Updated: Dec 7, 2021
German Unity Day is a public holiday, celebrated on October 3rd, to commemorate the unification of the Federal Republic of Germany and the German Democratic Republic into a single federal Germany - on the same date, in 1990.
After World War Two, Germany was divided into four military sectors, each one controlled, respectively, by France, the United States, the United Kingdom, and the Soviet Union. In 1949, the Federal Republic of Germany was formed and, on October 7th of the same year, the German Democratic Republic (also known as the DDR — ‘Deutsche Demokratische Republik’) was formed.
The political tensions in post-war Europe did not allow much interaction between the people of the two countries. The DDR exercised strong resistance against repression of its political opponents. Democratic elections and peaceful protests paved the way for the people to come together in the DDR. Finally, in August of 1990, the leaders of both countries signed the Treaty of Unification, and, Germany’s unification was made official on October 3, 1990.
The Berlin Wall and the Brandenburg Gate are two very important symbols of Germany’s initial division and subsequent unification.
Did you know?
The Berlin Wall was actually two walls.
The 27-mile portion of the barrier separating Berlin into east and west, consisted of two concrete walls between which was a “death strip” up to 160 yards wide, that contained hundreds of watchtowers, miles of anti-vehicle trenches, guard dog runs, floodlights and trip-wire machine guns.
A piece of the Berlin wall stands... in the bathroom of a Las Vegas casino.

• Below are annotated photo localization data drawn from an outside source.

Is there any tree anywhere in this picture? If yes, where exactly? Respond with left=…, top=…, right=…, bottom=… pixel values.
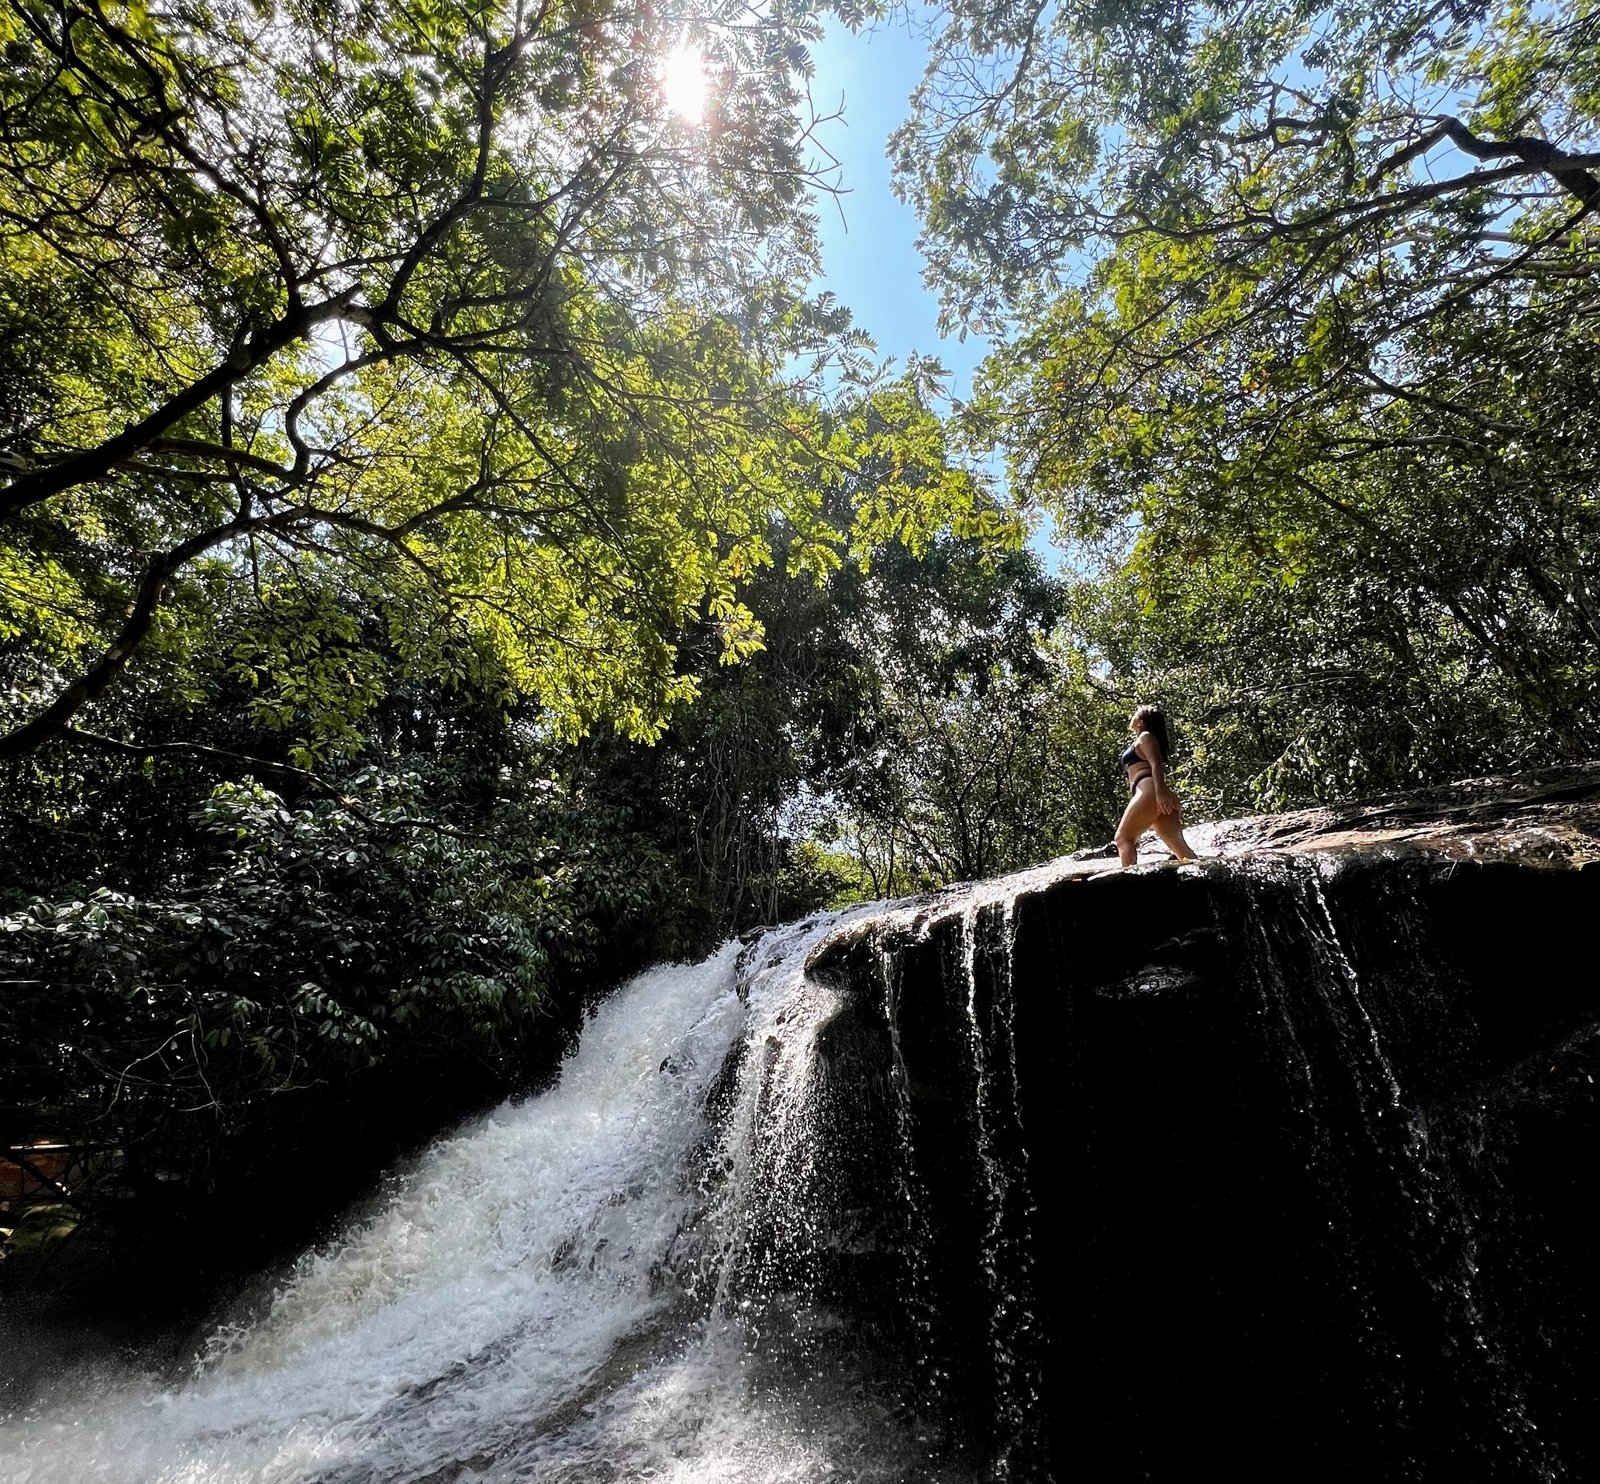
left=0, top=0, right=947, bottom=767
left=896, top=0, right=1600, bottom=332
left=831, top=525, right=1165, bottom=891
left=568, top=376, right=1042, bottom=930
left=891, top=0, right=1600, bottom=792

Official demolition of the Berlin Wall began in the summer of 1990. More than 40,000 wall sections were recycled into building materials used for German reconstruction projects, but a few hundred segments were auctioned off and are now scattered around the globe; from the Vatican gardens, to the men’s room of the Main Street Station Casino in Las Vegas, where urinals are mounted on a graffiti-covered wall segment, protected behind glass.
The Brandenburg gate:
When the Nazis came to power, the Brandenburg Gate was used as a Nazi symbol.
The gate survived World War Two, but it was riddled with bullet holes.
After the Berlin Wall fell, the Brandenburg Gate came to symbolize freedom.
In 2000, the gate was repaired and restored, to the tune of €6,000,000.
The area around the Brandenburg Gate is now fully pedestrianised.
It was designed by its creator to represent peace.